Skip to main content

Excel to SQLite Conversion

SIAA automatically converts Excel files (.xls, .xlsx) into SQLite database tables for efficient querying and data management.

Conversion Function

The excel_to_sqlite() function handles the complete conversion process:
convertidor.py
def excel_to_sqlite(excel_path: Path, conn: sqlite3.Connection,
                    table_name: str) -> tuple[bool, int, str]:
    suffix = excel_path.suffix.lower()
    if suffix not in (".xls", ".xlsx"):
        return False, 0, f"Extensión Excel no soportada: {suffix}"
    try:
        engine = "xlrd" if suffix == ".xls" else "openpyxl"
        df = pd.read_excel(excel_path, engine=engine)
    except Exception as exc:
        return False, 0, f"No se pudo leer Excel: {exc}"

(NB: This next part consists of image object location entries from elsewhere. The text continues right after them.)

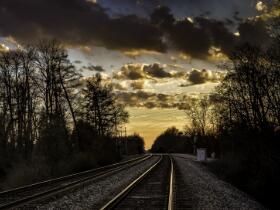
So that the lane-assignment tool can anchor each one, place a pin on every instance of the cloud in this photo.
(254, 31)
(4, 48)
(118, 86)
(138, 85)
(152, 100)
(138, 71)
(130, 72)
(77, 23)
(95, 68)
(202, 76)
(155, 70)
(86, 23)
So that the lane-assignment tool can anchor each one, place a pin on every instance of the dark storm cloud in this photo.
(138, 85)
(76, 22)
(106, 23)
(152, 100)
(195, 37)
(94, 68)
(254, 32)
(130, 72)
(202, 76)
(155, 70)
(137, 71)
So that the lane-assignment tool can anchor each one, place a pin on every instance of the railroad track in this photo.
(153, 189)
(22, 196)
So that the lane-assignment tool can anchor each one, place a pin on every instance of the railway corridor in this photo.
(148, 182)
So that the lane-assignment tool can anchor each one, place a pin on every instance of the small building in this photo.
(201, 154)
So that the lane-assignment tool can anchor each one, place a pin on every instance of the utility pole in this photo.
(125, 140)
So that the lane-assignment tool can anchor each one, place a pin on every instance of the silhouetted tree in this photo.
(100, 107)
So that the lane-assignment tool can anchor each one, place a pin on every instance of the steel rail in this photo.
(120, 196)
(64, 178)
(171, 185)
(72, 185)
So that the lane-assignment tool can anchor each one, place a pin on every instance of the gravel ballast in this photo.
(96, 194)
(210, 193)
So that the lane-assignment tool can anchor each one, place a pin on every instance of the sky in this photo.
(157, 53)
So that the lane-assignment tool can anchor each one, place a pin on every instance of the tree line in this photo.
(239, 121)
(51, 115)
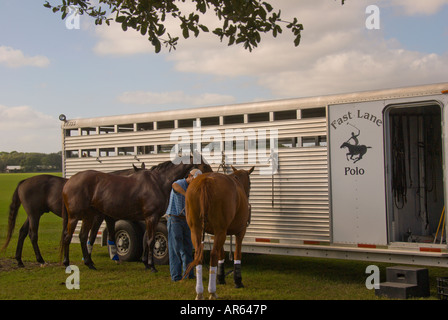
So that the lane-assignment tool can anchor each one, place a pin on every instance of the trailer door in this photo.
(357, 180)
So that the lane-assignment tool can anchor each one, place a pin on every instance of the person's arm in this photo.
(178, 189)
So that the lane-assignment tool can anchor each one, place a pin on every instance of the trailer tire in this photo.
(160, 252)
(129, 240)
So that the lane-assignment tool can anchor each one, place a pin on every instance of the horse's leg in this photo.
(83, 236)
(111, 242)
(221, 276)
(199, 284)
(33, 234)
(98, 219)
(67, 238)
(237, 260)
(22, 236)
(148, 259)
(218, 243)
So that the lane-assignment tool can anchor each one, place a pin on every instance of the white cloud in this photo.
(427, 7)
(16, 58)
(337, 52)
(173, 98)
(25, 129)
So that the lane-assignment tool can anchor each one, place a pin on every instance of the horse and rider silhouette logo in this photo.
(356, 151)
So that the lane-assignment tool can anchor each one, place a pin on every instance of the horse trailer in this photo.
(356, 176)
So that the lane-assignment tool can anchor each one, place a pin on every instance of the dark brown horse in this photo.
(217, 204)
(141, 196)
(38, 195)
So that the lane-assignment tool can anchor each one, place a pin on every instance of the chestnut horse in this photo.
(143, 195)
(39, 194)
(218, 204)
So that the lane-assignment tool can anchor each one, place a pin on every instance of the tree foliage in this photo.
(243, 21)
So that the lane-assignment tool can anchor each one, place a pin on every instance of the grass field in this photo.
(266, 277)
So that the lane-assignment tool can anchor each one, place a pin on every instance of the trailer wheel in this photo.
(160, 252)
(129, 240)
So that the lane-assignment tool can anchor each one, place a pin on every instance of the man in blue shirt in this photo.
(180, 246)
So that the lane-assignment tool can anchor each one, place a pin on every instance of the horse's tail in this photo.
(205, 196)
(64, 216)
(13, 211)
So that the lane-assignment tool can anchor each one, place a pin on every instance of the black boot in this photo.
(237, 276)
(221, 276)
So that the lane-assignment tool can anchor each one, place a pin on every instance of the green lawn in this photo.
(264, 276)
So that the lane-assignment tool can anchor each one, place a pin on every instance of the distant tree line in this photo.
(30, 162)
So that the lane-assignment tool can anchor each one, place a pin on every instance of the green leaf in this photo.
(185, 33)
(121, 19)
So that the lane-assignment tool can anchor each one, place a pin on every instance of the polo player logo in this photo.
(355, 150)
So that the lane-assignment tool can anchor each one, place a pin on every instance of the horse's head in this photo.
(141, 168)
(243, 177)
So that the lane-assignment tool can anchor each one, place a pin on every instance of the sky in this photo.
(47, 69)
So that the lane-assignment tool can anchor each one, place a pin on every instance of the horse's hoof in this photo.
(213, 296)
(199, 296)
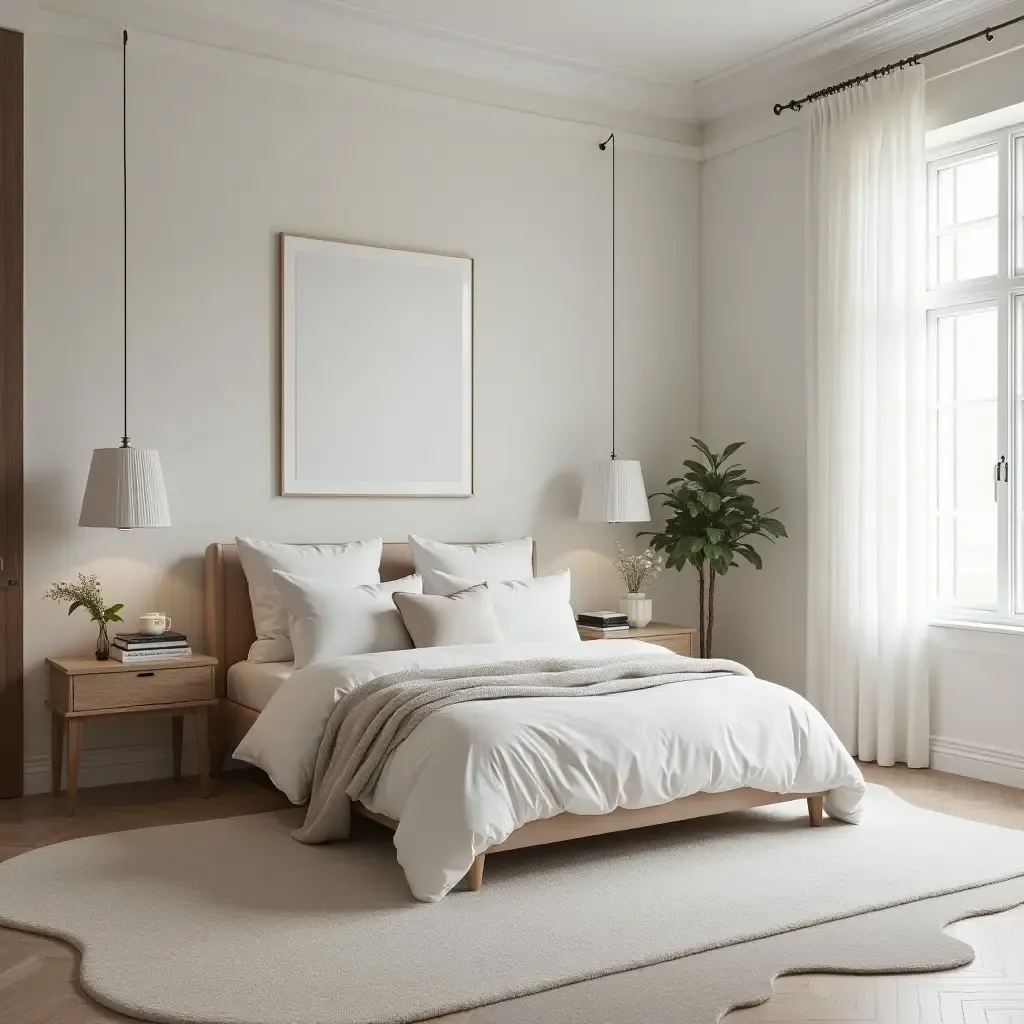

    cleaned = [sanitize_column(c) for c in df.columns.tolist()]
    df.columns = make_unique_columns(cleaned)
    conn.execute(f'DROP TABLE IF EXISTS "{table_name}"')
    df.to_sql(table_name, conn, if_exists="replace", index=False)
    return True, int(len(df)), "Tabla creada/reemplazada."

Supported Formats

.xlsx Files

Modern Excel format (Office 2007+) using openpyxl engine

.xls Files

Legacy Excel format (Office 97-2003) using xlrd engine

Column Sanitization

Column names are sanitized to ensure SQL compatibility:
convertidor.py
def sanitize_column(name: Any) -> str:
    return slugify_ascii("" if name is None else str(name)) or "columna"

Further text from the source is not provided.